In typography, the setting of lines of text so that they line up on the left and right, as opposed to ragged right, in which the lines do not line up on the right.

The earliest books, handwritten by scribes, began as unjustified, but were later justified by the medieval scribes to speed writing, to fit as many characters on a line as possible, and for aesthetic reasons. Gutenberg (and other early printers) desired their printed books to look as much like handwritten manuscripts as possible, so lines were set with numerous contractions and ligatures to achieve justification. Later, metal type required even copy blocks to allow lockup into page form.

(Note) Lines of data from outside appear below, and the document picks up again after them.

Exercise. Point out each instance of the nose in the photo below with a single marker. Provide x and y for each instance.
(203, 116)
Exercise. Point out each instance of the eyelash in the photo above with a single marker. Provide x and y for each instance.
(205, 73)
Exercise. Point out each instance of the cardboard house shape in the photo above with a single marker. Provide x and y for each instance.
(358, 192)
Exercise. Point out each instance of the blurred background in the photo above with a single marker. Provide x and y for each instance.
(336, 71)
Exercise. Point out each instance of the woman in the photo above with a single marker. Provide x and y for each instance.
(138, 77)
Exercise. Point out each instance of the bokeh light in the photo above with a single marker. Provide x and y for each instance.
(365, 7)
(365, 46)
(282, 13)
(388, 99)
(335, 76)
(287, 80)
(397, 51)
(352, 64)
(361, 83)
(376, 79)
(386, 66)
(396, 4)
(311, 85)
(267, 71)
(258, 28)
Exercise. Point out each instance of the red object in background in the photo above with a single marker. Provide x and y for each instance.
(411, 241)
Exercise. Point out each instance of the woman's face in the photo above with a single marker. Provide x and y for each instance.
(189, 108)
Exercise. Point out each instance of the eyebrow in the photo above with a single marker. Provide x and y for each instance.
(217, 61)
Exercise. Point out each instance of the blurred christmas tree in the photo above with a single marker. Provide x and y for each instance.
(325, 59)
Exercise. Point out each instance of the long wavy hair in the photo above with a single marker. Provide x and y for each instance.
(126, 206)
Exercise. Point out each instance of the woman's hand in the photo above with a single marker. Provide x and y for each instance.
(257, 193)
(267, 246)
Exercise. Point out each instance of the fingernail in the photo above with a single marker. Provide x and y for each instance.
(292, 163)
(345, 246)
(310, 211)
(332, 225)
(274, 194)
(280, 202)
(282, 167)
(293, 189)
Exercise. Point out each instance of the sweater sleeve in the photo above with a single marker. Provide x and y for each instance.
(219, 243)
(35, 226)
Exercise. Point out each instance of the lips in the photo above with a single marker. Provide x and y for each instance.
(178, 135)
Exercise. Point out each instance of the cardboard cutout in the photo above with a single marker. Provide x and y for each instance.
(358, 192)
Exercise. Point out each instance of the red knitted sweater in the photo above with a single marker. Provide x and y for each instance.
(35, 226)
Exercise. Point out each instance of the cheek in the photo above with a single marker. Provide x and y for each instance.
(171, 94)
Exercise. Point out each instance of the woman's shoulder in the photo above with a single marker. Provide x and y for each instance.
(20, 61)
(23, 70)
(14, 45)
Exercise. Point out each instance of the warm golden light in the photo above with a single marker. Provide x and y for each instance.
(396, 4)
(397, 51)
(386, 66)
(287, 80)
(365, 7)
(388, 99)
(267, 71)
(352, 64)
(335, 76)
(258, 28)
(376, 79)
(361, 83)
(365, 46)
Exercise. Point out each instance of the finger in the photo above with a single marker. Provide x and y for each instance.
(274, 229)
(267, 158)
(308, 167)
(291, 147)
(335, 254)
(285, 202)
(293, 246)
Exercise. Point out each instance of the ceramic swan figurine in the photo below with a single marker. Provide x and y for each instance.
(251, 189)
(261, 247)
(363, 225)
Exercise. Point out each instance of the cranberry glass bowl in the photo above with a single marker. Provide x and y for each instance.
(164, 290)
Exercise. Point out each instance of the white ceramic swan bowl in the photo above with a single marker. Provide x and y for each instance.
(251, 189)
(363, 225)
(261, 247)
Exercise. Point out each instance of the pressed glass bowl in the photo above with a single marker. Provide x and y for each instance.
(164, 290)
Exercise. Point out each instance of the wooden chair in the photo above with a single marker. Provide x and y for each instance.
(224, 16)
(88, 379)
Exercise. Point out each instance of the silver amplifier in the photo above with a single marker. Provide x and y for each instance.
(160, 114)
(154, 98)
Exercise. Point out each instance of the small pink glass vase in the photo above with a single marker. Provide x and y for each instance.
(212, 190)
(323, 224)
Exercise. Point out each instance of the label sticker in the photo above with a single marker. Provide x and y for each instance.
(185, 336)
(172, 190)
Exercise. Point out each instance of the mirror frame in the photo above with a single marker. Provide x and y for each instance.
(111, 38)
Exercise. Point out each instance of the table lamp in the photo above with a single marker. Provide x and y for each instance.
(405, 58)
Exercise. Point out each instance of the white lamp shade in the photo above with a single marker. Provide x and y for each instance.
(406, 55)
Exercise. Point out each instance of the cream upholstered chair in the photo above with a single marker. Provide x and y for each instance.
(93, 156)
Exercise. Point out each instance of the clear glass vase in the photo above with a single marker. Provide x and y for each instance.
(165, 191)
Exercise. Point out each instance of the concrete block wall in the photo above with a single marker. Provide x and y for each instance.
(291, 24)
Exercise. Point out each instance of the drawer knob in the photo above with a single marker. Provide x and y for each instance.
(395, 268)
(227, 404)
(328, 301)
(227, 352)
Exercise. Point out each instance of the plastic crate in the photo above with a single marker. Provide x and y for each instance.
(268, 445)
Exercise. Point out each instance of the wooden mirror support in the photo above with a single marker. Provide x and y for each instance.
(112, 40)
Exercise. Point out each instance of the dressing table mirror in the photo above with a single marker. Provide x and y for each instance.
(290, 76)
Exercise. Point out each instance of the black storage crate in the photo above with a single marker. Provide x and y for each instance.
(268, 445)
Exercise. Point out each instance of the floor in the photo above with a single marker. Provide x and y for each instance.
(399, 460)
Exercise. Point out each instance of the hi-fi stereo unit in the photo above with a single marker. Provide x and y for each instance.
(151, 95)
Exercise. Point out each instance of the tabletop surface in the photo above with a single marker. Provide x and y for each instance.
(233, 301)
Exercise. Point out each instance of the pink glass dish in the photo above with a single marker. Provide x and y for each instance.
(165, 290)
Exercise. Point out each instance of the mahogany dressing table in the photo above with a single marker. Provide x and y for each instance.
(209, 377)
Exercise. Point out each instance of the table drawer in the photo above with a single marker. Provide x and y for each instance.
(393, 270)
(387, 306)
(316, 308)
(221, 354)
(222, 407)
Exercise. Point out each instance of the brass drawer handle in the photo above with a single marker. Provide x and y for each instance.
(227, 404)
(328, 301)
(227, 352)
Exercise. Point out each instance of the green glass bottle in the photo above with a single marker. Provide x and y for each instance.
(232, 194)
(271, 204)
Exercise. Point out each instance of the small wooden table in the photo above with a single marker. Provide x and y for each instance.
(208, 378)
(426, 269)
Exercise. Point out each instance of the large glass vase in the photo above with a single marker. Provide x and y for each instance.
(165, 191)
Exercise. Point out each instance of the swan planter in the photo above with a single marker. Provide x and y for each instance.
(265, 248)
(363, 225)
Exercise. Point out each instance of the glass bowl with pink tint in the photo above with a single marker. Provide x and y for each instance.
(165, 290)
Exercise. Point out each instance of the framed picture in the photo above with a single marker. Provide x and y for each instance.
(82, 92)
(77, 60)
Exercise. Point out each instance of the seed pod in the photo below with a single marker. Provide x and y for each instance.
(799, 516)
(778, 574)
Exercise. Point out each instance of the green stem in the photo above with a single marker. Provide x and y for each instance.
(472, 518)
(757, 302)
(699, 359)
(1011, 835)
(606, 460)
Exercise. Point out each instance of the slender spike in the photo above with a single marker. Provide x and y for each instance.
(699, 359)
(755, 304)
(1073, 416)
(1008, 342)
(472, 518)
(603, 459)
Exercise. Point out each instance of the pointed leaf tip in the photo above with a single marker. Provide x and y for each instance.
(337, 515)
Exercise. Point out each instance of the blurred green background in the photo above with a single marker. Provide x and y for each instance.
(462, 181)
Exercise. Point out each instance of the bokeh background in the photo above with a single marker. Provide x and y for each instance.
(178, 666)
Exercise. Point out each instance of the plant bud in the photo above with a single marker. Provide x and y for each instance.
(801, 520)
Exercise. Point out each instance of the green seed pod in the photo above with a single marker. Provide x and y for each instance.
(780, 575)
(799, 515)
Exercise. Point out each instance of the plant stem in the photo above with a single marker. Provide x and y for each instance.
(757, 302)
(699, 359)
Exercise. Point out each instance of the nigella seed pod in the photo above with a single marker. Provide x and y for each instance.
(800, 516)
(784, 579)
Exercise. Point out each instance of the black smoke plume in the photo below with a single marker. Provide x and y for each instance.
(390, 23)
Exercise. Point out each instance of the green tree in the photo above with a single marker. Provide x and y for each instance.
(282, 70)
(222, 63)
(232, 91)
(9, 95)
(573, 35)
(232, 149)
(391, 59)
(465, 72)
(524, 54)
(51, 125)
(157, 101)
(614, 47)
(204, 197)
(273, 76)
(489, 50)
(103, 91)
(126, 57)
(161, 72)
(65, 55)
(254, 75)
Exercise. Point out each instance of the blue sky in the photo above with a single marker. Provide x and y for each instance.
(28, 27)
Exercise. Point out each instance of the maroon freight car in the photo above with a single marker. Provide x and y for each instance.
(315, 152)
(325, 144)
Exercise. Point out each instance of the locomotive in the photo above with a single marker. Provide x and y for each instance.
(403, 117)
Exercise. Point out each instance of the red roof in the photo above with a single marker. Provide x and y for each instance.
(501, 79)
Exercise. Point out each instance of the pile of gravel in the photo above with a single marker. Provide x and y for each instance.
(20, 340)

Justification is accomplished by filling a line until the last possible word or syllable fits and then dividing the remaining space by the number of word spaces. The result is placed at each word space. This is why word spaces vary in width from line to line, expanding or contracting as needed to space the line out to its justification width. Margins are the imaginary vertical demarcations for text or tabular columns. Overall or primary margins are established by the line length function or the cumulative total of secondary margins (tab or text columns). Ragged right (or unjustified) is recommended for continuing text, since the eye needs an imaginary reference line on the left. The advantages of ragged right include fewer (or no) hyphenations, even word spacing, white space at line ends to allow type to "breathe," a more relaxed look, and no rivers.

Justification is often described in conjunction with hyphenation; see Hyphenation and Justification.